Après que le président des Etats-Unis Donald Trump a limogé le 10 septembre 2019 son conseiller à la sécurité nationale, le « super faucon » John Bolton, les perspectives semblent meilleures pour une reprise des négociations entre la République populaire démocratique de Corée (RPDC, Corée du Nord) et les Etats-Unis, susceptibles cette fois d'aboutir à un accord sur le programme nucléaire de la RPDC, acceptable par les deux parties. Ces perspectives de dialogue ne sont même pas compromises par les trois nouveaux essais balistiques de la RPDC (16 août, 24 août et 10 septembre), en réaction aux manœuvres militaires conjointes des armées américaine et sud-coréenne. Ces essais n'auront pas non plus dissuadé la Corée du Sud de mettre fin à un accord de partage des renseignements militaires avec le Japon, pourtant un élément essentiel de l'alliance entre la Corée du Sud, le Japon et les Etats-Unis.

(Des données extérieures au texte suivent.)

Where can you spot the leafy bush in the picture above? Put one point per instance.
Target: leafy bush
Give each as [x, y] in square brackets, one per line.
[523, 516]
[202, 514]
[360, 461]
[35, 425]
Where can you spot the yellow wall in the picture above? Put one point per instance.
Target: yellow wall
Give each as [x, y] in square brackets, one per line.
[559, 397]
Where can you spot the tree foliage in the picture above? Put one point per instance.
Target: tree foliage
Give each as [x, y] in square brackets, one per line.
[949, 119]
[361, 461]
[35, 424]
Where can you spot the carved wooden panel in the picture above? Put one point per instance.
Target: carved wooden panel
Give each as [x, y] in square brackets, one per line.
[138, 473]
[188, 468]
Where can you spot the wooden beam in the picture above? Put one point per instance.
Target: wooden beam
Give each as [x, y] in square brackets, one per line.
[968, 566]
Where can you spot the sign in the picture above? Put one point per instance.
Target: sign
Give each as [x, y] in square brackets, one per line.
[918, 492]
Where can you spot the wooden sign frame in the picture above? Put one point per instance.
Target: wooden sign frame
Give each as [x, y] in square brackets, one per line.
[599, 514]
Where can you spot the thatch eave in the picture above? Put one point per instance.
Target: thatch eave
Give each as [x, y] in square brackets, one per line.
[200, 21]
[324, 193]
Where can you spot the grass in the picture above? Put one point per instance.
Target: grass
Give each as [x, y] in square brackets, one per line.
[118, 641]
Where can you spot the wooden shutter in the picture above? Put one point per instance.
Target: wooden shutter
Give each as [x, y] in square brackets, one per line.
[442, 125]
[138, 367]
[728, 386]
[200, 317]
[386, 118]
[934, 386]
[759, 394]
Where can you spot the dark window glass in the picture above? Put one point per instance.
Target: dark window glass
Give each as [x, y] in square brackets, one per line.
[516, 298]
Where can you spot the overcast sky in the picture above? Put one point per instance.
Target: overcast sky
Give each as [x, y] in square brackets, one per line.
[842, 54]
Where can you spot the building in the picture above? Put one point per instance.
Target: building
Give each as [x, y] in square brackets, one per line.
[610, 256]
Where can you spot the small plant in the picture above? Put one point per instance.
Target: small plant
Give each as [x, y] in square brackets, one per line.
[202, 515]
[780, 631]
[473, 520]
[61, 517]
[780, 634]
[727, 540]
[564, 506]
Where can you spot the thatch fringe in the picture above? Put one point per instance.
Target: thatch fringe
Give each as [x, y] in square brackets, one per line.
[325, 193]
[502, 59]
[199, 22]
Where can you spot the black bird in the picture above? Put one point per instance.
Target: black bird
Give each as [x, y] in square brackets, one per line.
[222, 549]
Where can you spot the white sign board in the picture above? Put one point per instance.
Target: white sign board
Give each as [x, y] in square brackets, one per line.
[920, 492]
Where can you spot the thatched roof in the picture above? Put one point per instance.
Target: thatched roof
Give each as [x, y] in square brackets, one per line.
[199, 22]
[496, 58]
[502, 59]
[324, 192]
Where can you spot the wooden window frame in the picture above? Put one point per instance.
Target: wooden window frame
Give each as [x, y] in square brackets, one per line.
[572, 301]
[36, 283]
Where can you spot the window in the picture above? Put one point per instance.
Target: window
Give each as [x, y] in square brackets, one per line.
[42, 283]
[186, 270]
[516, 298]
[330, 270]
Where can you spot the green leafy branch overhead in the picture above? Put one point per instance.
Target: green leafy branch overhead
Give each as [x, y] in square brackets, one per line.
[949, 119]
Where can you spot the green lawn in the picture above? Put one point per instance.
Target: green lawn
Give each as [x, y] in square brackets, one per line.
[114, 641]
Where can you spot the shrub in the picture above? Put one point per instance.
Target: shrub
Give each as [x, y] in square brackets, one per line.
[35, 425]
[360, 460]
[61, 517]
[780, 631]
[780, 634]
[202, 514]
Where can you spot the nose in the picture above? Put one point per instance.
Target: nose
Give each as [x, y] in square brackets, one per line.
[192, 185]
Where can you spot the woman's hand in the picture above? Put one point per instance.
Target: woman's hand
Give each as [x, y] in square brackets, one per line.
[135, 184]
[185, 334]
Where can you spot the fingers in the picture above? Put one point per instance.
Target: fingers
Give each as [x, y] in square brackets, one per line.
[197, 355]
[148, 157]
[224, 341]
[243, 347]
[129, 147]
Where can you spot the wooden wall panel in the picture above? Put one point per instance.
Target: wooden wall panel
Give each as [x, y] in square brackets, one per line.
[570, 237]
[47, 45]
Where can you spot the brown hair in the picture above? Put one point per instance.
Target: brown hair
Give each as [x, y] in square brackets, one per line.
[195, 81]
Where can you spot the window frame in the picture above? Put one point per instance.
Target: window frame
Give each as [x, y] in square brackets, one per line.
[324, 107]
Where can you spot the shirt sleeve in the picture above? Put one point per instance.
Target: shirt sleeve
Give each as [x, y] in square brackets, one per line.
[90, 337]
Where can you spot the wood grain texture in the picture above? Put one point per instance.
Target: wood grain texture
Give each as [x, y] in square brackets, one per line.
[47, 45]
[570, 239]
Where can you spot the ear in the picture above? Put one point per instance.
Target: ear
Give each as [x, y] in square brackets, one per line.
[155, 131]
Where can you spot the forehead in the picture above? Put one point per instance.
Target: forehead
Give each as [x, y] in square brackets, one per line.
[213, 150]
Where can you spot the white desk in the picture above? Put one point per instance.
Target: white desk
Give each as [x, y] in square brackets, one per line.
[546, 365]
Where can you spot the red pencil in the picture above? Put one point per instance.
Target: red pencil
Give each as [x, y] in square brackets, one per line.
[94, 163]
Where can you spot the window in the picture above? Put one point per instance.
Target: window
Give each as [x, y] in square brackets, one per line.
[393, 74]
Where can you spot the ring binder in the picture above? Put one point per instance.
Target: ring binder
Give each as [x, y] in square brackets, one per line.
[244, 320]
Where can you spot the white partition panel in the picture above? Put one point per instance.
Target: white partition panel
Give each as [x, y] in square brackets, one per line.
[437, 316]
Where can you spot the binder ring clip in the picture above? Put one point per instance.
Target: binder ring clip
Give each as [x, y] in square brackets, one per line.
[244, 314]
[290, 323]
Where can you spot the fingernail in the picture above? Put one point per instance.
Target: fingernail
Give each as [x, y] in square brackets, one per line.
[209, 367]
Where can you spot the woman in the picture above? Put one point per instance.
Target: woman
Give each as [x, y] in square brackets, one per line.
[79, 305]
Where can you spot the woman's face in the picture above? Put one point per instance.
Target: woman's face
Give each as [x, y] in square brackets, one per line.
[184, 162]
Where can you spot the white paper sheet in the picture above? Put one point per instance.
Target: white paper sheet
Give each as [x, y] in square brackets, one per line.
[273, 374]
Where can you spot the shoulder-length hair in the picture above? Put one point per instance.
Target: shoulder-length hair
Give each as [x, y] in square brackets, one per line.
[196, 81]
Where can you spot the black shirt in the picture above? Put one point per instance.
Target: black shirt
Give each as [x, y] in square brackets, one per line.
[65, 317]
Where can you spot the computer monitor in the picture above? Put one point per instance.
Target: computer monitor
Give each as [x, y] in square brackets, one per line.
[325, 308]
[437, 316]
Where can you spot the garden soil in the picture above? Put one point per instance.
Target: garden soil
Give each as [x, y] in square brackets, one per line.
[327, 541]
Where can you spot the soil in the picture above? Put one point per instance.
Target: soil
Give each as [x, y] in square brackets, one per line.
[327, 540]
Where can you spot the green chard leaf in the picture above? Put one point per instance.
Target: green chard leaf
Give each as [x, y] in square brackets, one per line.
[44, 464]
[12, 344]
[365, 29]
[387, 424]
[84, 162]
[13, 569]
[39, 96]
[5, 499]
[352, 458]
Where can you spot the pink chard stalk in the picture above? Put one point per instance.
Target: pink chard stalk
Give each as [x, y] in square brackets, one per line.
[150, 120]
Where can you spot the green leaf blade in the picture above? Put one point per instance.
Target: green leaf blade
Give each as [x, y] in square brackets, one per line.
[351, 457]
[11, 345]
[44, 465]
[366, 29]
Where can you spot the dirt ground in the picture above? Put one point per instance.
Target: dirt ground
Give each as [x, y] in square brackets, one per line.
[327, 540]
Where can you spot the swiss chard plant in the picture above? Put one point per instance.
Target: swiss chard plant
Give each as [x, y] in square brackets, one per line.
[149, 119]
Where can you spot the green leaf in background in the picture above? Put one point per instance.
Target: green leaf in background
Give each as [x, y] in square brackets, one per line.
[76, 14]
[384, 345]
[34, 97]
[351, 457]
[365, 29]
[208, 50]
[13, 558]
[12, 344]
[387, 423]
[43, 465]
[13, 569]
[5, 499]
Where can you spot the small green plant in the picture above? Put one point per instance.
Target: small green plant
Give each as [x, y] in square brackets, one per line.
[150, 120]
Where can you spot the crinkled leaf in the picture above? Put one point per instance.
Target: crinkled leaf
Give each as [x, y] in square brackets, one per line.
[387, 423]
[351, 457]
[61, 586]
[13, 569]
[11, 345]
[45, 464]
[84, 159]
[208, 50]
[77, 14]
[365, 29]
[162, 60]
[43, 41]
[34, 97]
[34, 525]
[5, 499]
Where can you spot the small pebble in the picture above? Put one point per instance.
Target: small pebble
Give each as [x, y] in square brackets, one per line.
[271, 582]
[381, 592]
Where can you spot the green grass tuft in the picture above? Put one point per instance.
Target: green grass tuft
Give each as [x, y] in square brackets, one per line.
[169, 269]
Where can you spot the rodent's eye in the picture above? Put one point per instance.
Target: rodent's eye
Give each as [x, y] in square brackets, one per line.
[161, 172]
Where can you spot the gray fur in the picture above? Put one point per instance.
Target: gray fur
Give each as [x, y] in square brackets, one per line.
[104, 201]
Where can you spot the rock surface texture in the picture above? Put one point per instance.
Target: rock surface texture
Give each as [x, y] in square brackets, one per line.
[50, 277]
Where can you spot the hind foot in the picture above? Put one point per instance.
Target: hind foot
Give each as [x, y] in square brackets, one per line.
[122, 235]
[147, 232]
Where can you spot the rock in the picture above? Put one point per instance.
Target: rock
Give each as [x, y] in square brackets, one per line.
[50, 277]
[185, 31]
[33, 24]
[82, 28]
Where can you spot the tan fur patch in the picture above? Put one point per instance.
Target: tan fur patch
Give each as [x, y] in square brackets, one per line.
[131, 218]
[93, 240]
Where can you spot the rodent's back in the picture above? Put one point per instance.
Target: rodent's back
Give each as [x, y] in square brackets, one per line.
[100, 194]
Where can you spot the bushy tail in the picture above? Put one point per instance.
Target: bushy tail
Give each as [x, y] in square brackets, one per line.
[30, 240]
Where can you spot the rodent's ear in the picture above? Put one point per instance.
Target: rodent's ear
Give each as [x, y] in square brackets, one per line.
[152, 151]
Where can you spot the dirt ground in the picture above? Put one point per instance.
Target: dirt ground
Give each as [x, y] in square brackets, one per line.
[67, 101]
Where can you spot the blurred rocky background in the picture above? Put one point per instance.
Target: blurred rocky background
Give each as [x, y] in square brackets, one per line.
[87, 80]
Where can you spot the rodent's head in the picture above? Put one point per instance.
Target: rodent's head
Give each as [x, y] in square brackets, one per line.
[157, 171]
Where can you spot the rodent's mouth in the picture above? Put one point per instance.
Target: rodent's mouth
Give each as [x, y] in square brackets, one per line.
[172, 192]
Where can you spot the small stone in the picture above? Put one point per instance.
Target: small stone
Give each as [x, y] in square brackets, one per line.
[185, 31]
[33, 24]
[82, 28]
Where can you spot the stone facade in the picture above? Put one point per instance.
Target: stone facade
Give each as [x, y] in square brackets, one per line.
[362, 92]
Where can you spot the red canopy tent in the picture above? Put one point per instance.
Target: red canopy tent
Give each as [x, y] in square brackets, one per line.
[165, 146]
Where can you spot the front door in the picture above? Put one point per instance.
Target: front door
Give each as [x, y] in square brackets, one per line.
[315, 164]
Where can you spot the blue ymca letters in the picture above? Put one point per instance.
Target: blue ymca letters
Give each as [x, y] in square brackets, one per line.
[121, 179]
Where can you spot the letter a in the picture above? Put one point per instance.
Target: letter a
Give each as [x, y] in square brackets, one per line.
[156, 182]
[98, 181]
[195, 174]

Après les séries d'essais de missiles à courte portée et de lance-roquettes mutliples effectués en mai 2019 et en juillet-août 2019, la RPDC a procédé une série de trois nouveaux essais du 16 août au 10 septembre 2019 :

Le 16 août, la RPDC a testé sur sa côte orientale ce qu'elle a présenté comme une « nouvelle arme », sans donner davantage de renseignements sur l'arme en question. Selon l'armée sud-coréenne, il s'agirait de deux missiles balistiques de courte-portée similaires, au moins par leur aspect, au Army Tactical Missile System (ATACMS) de l'armée américaine. Les projectiles testés auraient parcouru 230 km à une altitude maximale de 30 km.

Essai ballistique mené par la RPD de Corée le 16 août 2019 (photo : KCNA)

 

Le 24 août, la RPDC a testé, toujours depuis sa côte orientale un « lance-roquettes multiple de très grande taille nouvellement développé » d'une portée présumée d'au moins 400 km.

Enfin, le 10 septembre, la RPDC a procédé à l'essai d'un autre « lance-roquettes multiple de très grande taille », cette fois depuis sa région occidentale, dont deux projectiles ont parcouru environ 330 kilomètres selon l'armée sud-coréenne.

L'essai du 10 septembre constituait le dixième de l'année 2019 et les armes testées, qu'il s'agisse de missiles à courte portée ou de lance-roquette multiples sont capables d'atteindre les forces que déploient les Etats-Unis dans la péninsule coréenne et ses alentours.

C'est néanmoins le 10 septembre que le président américain Donald Trump a choisi de se séparer de son conseiller à la sécurité nationale, le très belliciste John Bolton, ensuite remplacé par Robert O'Brien.

Bolton est considéré comme le principal responsable de l'échec du sommet de Hanoï des 27 et 28 février 2019. A Hanoï, Les deux parties avait échoué à s'entendre sur les étapes de la dénucléarisation de la RPDC et de la levée des sanctions frappant cette dernière, Bolton plaidant pour l'application du « modèle libyen », soit la renonciation par la Corée du Nord à son programme d'armement nucléaire comme préalable à d'hypothétiques concessions de la part des Etats-Unis.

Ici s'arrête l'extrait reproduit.